Our PgpB mutagenesis study supports the central catalytic role played by C3-His (H207) and C3-Asp (D211) residues for both C55-PP and PGP hydrolysis. Surprisingly, Tong et al. reported a relatively high activity, i.e. 50% of activity as compared to the WT protein, for the D211A variant with PGP, while the activity was much more reduced with other glycerophospholipid substrates. We have no rational explanation for this discrepancy considering that both studies were performed in much the same way. Tong et al. quantified the release of phosphate, while we directly quantified the release of PG, however, the output should be similar. The main difference resides in the fact that Tong et al. used C16:1 PGP while we used saturated C16:0 PGP; however, we do not consider that as an explanation for such different catalytic behaviors.
The catalytic cycle of PAP2s was hypothesized to involve a third catalytic residue, the His residue from motif C2. Nevertheless, the mutation of the corresponding amino acid, H163 in PgpB, affects in very different ways the hydrolysis of C55-PP and PGP. The same discrepancy occurred with the mutagenesis of R201, which is close to H163 in the catalytic pocket.
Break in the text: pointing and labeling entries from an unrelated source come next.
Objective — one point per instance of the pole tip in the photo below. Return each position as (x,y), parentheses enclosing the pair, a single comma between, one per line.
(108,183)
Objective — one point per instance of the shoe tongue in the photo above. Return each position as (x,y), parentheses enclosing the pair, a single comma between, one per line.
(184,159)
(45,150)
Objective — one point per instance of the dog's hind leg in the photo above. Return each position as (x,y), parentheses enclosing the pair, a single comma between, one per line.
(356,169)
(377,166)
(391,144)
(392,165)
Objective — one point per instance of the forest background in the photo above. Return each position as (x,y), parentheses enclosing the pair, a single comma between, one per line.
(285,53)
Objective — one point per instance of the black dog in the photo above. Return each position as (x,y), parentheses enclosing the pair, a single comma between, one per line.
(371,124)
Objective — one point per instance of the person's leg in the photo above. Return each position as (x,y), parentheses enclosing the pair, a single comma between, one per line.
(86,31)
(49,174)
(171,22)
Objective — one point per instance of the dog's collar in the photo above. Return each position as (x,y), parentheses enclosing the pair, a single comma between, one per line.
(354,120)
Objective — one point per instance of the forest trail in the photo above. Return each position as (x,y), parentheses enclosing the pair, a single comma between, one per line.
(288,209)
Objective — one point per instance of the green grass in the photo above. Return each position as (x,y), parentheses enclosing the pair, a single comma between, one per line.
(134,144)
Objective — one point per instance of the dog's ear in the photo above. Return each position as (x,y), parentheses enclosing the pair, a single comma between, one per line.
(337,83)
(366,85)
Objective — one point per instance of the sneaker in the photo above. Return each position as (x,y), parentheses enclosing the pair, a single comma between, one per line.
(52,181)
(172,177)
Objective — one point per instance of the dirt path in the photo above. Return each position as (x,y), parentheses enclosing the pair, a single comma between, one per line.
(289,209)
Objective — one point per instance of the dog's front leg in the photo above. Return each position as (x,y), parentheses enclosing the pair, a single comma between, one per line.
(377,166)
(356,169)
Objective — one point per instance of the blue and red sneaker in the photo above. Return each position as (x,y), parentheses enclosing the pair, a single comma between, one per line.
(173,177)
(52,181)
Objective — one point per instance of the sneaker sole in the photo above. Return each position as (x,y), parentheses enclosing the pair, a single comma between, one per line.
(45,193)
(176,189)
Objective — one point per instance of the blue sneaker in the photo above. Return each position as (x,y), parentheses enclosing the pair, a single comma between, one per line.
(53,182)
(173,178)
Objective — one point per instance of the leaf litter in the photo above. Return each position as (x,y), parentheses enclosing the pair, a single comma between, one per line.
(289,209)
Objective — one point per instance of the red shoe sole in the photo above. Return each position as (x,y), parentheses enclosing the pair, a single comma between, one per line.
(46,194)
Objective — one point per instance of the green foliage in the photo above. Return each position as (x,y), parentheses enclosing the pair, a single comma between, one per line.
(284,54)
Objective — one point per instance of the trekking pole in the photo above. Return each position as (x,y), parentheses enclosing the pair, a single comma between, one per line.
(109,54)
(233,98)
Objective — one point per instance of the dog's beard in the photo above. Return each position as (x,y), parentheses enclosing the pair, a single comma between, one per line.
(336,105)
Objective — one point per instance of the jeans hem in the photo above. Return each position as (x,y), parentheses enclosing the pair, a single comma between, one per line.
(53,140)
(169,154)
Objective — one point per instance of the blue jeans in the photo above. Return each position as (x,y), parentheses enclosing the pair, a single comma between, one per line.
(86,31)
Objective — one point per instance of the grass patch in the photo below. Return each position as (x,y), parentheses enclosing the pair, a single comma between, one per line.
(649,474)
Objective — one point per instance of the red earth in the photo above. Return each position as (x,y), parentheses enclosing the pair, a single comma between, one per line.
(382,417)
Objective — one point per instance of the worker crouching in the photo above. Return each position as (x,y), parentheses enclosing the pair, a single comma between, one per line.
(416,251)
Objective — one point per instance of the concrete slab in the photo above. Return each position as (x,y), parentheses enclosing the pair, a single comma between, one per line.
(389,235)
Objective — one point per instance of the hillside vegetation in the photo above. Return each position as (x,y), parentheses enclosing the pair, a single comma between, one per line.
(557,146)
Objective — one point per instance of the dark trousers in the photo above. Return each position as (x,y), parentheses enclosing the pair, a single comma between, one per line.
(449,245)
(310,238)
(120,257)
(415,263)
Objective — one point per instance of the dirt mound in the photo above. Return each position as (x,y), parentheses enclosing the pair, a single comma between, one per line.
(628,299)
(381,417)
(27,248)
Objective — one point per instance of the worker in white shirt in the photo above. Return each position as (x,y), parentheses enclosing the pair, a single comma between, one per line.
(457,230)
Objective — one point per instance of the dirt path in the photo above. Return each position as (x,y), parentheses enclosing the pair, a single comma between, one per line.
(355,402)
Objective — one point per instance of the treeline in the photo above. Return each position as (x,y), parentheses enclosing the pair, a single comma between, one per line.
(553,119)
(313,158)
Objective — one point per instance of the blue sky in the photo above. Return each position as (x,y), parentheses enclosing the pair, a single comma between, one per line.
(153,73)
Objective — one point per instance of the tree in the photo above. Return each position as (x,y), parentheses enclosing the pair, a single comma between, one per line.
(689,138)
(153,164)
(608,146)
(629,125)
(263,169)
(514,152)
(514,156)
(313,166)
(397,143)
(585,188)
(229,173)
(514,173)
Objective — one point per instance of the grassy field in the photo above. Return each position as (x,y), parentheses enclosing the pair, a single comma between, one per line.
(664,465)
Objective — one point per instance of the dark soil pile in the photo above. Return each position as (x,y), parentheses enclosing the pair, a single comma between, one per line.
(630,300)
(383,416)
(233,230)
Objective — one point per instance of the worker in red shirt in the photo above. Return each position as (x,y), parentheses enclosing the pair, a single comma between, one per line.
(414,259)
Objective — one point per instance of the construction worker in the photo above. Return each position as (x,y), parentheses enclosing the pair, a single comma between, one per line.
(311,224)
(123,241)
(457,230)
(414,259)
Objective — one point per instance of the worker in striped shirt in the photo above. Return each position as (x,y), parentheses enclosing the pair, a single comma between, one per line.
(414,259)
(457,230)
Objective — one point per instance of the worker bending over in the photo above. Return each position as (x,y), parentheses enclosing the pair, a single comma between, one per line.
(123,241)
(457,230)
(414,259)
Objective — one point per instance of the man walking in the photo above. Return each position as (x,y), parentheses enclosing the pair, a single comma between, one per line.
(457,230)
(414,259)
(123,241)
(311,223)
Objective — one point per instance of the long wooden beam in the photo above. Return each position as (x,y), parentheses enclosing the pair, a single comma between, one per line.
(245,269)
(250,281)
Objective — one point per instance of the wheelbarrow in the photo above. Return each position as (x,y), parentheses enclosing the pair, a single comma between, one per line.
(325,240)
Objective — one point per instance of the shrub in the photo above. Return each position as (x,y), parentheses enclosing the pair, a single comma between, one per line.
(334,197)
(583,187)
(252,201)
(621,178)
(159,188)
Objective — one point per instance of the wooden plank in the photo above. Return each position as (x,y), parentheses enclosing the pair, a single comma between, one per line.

Our data suggest that, in contrast to PGP dephosphorylation, C55-PP hydrolysis does not require protonation of the leaving product and that C55-P is readily released in its dianionic phosphate form. The R201 residue could ensure the proper orientation of H163 side chain or the adequate stabilization of the bound PGP substrate in the catalytic pocket to facilitate proton shuttling. These conditions would again not be necessary for C55-PP hydrolysis. In the second step, our results suggest that the activation of a water molecule by H163 is no more required. Phospho-histidine is acknowledged as significantly less stable as compared to serine-, threonine- and tyrosine-phosphate, therefore, it is not clear whether the natural dephosphorylation rate of H207 would be sufficient to sustain efficient turn over or if another residue contributes to this process. This reduced role of H163 for pyrophosphate hydrolysis is compatible with the reduced activity on two DGPP substrates (about 25% and 20% residual activity for DGPP 18:1 and DGPP 8:0, respectively) and lower values for mono-phosphate substrates reported so far13,14, but like for the D211A mutant, we did not find any explanation for the increased activity (140% residual activity) reported by Tong et al. with the H163A mutant on PGP.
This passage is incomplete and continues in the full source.